Notamos inmediatamente que era la típica persona habladora que no puede evitar charlar de lo que sea con cualquier desconocido que tenga al lado. Una chica a su derecha fue la primera víctima de los pertinentes comentarios sobre el clima. Me quité los auriculares de los oídos sabiendo que no iba a poder escapar de la conversación. Luego de mirar al muchacho a su izquierda que llevaba un gorro de lana se dirigió a mí diciendo "Vos también deberías usar un gorro para cubrirte la cabeza", a lo que respondí brevemente "Sí, es verdad, debería conseguir uno".

Aunque no iba a concluir tan rápido. Como estaba frente a ella me subió el cuello y el cierre del abrigo bien hasta arriba como haría una madre diciendo "¿Ves? Así está mejor para protegerte del frío", a lo que respondí en mi defensa "Claro, pero como vivo cerca de la estación no hacía tanta falta". Fue inútil porque ya no escuchaba mis argumentos (como haría una madre). De todas formas mi participación estaba cumplida y volvió a dirigirse al muchacho del gorro: "Vos estás muy callado" le reprochó con la dura gentileza de su edad.

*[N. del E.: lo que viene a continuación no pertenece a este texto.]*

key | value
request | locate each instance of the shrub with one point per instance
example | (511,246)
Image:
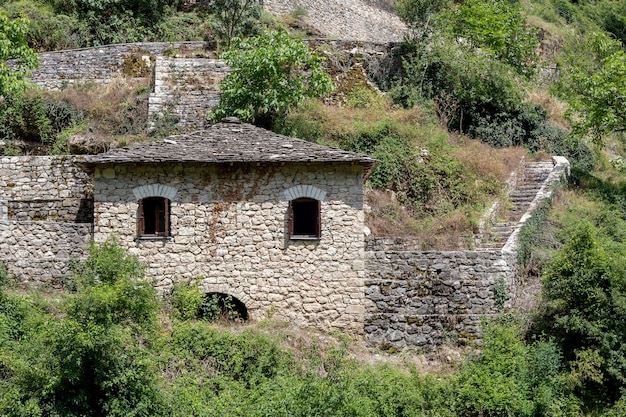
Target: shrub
(271,75)
(585,289)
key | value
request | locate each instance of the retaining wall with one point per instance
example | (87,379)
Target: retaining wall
(100,64)
(46,217)
(424,299)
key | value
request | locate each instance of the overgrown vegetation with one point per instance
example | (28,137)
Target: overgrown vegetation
(473,95)
(100,350)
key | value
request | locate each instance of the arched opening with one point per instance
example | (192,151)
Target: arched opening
(220,306)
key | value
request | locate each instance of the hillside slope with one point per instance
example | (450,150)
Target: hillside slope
(344,19)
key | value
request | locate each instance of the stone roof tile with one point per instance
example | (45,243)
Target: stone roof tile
(228,142)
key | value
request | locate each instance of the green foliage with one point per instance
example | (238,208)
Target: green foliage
(512,378)
(47,30)
(13,45)
(499,28)
(419,177)
(585,288)
(235,18)
(594,82)
(3,275)
(35,116)
(269,78)
(112,290)
(419,15)
(92,360)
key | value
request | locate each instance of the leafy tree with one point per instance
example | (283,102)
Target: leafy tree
(235,18)
(585,290)
(13,45)
(94,359)
(271,74)
(593,79)
(497,27)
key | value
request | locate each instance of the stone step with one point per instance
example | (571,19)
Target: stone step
(532,180)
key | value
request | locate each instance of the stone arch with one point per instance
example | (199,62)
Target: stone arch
(155,190)
(247,302)
(305,191)
(228,306)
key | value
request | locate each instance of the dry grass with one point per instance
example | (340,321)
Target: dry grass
(487,162)
(114,111)
(555,108)
(388,218)
(306,343)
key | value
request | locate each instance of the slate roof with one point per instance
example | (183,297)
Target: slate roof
(228,142)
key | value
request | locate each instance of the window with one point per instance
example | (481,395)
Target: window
(154,217)
(304,219)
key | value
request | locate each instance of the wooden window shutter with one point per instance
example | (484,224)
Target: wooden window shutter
(318,219)
(290,220)
(141,228)
(166,231)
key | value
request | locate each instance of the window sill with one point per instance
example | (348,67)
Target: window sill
(296,237)
(153,237)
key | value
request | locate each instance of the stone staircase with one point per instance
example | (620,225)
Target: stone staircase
(528,184)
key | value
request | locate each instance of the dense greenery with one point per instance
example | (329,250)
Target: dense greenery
(101,351)
(109,345)
(271,75)
(594,82)
(13,45)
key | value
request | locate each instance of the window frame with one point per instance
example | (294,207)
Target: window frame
(294,215)
(141,218)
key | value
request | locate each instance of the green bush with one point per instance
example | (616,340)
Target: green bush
(585,292)
(36,117)
(49,31)
(419,177)
(272,74)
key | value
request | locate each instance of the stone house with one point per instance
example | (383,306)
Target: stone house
(275,222)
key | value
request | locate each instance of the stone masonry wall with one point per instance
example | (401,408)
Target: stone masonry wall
(186,88)
(424,299)
(101,64)
(45,217)
(228,227)
(345,19)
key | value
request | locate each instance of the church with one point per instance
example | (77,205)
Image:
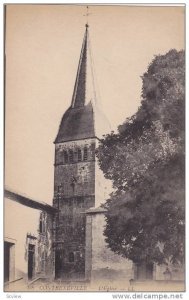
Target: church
(79,185)
(80,188)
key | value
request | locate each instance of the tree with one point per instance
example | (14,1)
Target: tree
(145,161)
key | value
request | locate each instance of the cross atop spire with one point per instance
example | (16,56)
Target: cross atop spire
(78,98)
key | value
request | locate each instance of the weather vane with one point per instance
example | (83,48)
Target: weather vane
(86,15)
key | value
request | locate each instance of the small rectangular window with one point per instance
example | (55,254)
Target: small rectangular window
(79,154)
(65,155)
(71,156)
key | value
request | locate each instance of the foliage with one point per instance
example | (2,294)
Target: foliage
(145,161)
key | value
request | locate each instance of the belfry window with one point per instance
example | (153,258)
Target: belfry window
(71,257)
(85,157)
(65,155)
(79,155)
(71,156)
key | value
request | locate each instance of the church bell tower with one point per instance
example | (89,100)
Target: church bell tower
(77,180)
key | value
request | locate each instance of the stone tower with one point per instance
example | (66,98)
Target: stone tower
(78,182)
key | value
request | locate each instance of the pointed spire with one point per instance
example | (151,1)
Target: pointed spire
(78,98)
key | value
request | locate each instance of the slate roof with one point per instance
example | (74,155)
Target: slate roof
(77,123)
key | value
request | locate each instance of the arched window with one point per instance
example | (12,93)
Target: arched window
(65,155)
(71,257)
(71,156)
(79,155)
(85,156)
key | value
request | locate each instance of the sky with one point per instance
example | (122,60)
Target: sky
(42,45)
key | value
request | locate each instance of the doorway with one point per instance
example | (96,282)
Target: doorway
(144,271)
(58,263)
(9,261)
(31,260)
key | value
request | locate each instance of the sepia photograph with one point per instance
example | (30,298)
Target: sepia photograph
(94,148)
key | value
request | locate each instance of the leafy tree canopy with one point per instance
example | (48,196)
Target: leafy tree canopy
(145,161)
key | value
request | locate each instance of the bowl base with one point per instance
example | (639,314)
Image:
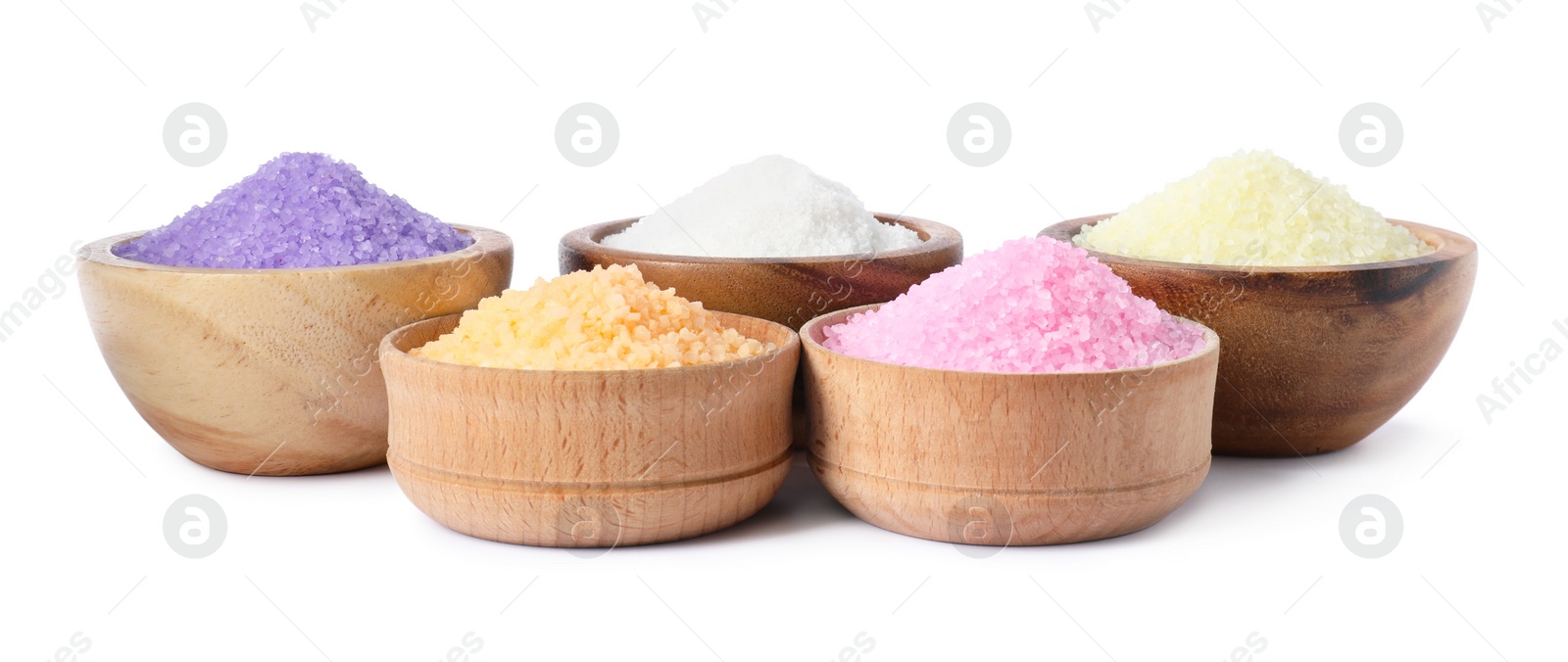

Recordé en ese momento que yo siempre fui muy tímido hasta el punto de ser demasiado introvertido incluso con las personas con las que trato todos los días, y es algo que ni la adultez pudo remediar. Pero siendo un chico y luego un adolescente disimulaba el problema con una extraña filosofía. Me repetía "Estos son años para escuchar y aprender, ya habrá tiempo para hablar más adelante", convencido de que creciendo en silencio, leyendo tantos libros y estudiando montañas de datos de enciclopedias, brillaría en el futuro demostrando al mundo mi conocimiento.

Claro que el conocimiento no es sabiduría. Aunque uno puede considerarse bastante entendido y sorprender a los demás al contestar sin problemas oscuras preguntas de concursos, eso no sirve de mucho cuando lo que se necesita es comunicarse con los otros. Tampoco voy a ser tan severo con quienes poseemos una personalidad abstraída. Si disfrutamos al estar solos con nuestros pensamientos, posiblemente haya poco que hacer para cambiarnos. Sin embargo, me pregunto si habrá un momento en el cual se despierta en las personas la necesidad de trascender, la urgencia de aprovechar cada segundo para dejar nuestra marca.

Entonces buscamos cumplir con la vieja fórmula de la permanencia: tener un hijo, plantar un árbol, escribir un libro. Y algunos como yo insisten en poner por escrito sus pensamientos luchando con sus limitaciones, con el sueño final de publicar algo algún día. Pero también existen las formas más sencillas, al alcance de la mano, de contagiarnos en los demás, y es cuando la sabiduría del tiempo, la voz de la edad aparece tan natural en aquellos que ya recorrieron un largo camino.

Y lo mejor que podemos hacer es abrir bien los oídos y escuchar lo que tienen para decirnos. Porque todos tenemos una historia, porque todos tenemos un tiempo para revivir las de los otros y un tiempo para contar la nuestra.

Cuando por fin llegamos con el tren a la estación Belgrano, la viejita dijo: "¿Ven? Al final se hizo espacio, ¡y hasta puedo dar vueltas!" mientras giraba sobre su eje como si danzara. Las puertas se abrieron y nos dejó un "¡Que tengan un buen día!" a todos, alejándose feliz por el andén en aquella fría mañana.